Ne kadar pişman olursan ol,
insan bir zamanı bir de kaybettiğini geri döndüremezmiş.
Ne kadar sert olursan ol,
insan bir evladının karşısında, bir ölümün baş ucunda bir de Aşk çattığında yumuşarmış.
Ne kadar güçlü olduğunu hiç bilemezmişsin;
onu bir tek yoklukta, boşlukta, çoklukta bir de hasta yatağında anlarsın.
Ne kadar mert olduğunu mu merak edersin, sen kendi sözüne mesela kadar itimat edersin?
Ve insan hiçbir zaman ne kadar cesur olduğunu bilmeyecek, bir yola çıkıp yarı yolda bırakmadan kendini , yolu tamamlamadan, bırak birini, kendine, hayatına sahip çıkmadan, sözünün eri olmak için bıçak sırtı dolaşmadan.
Ve öğrendim ki
Her şey değişirmiş ama aslın kanın gibi sana kalırmış. Güneşi balçıkla sıvayamaz, kurbağayı öpünce prens yapamazmışsın. Erdem yolunda yürümek çok zor, özellikle bizim gibi fani beşerler için.
Ve…
Sürekli aklını çelen dünyanın cezbedici cazibesi ve işveli renkli oyunları başını döndürür.

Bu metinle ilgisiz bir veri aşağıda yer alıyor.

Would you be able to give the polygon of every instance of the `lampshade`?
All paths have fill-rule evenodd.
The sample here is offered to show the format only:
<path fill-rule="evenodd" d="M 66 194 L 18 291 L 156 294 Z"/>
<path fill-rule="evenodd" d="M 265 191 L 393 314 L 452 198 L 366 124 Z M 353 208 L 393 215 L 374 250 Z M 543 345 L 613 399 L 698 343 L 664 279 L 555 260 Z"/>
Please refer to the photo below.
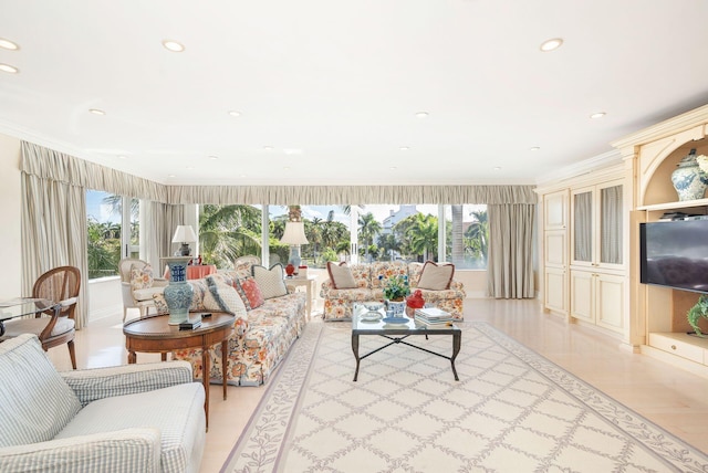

Adın üzerinde Beşersin şaşmaya yatkın.
Birde bunu bilmek var,
Bir yerde okuduysan,
Ya da bir gün babandan bunu mıh gibi duyduysan,
Verildiyse kimyana buyur buradan yak,
idrakteysen ne ala, lakin bir o kadar mühürlüsün bu yolda.
Çünkü tuttuğun meşale ile yürüdüğün yolda ardından gelenlerde sana inanmakta.
Yük birken bin olur gönül yolunda.
An gelir zayıf olmak istersin,
Bir kadeh şarap içinde bir balık,
Bir balık içinde yem.
Beşersin ya,
Bilirsin,
Çünkü bilenler bilmeyenlerden daha suçludur çoğu zaman, bilenler daha yüklüdür inceden.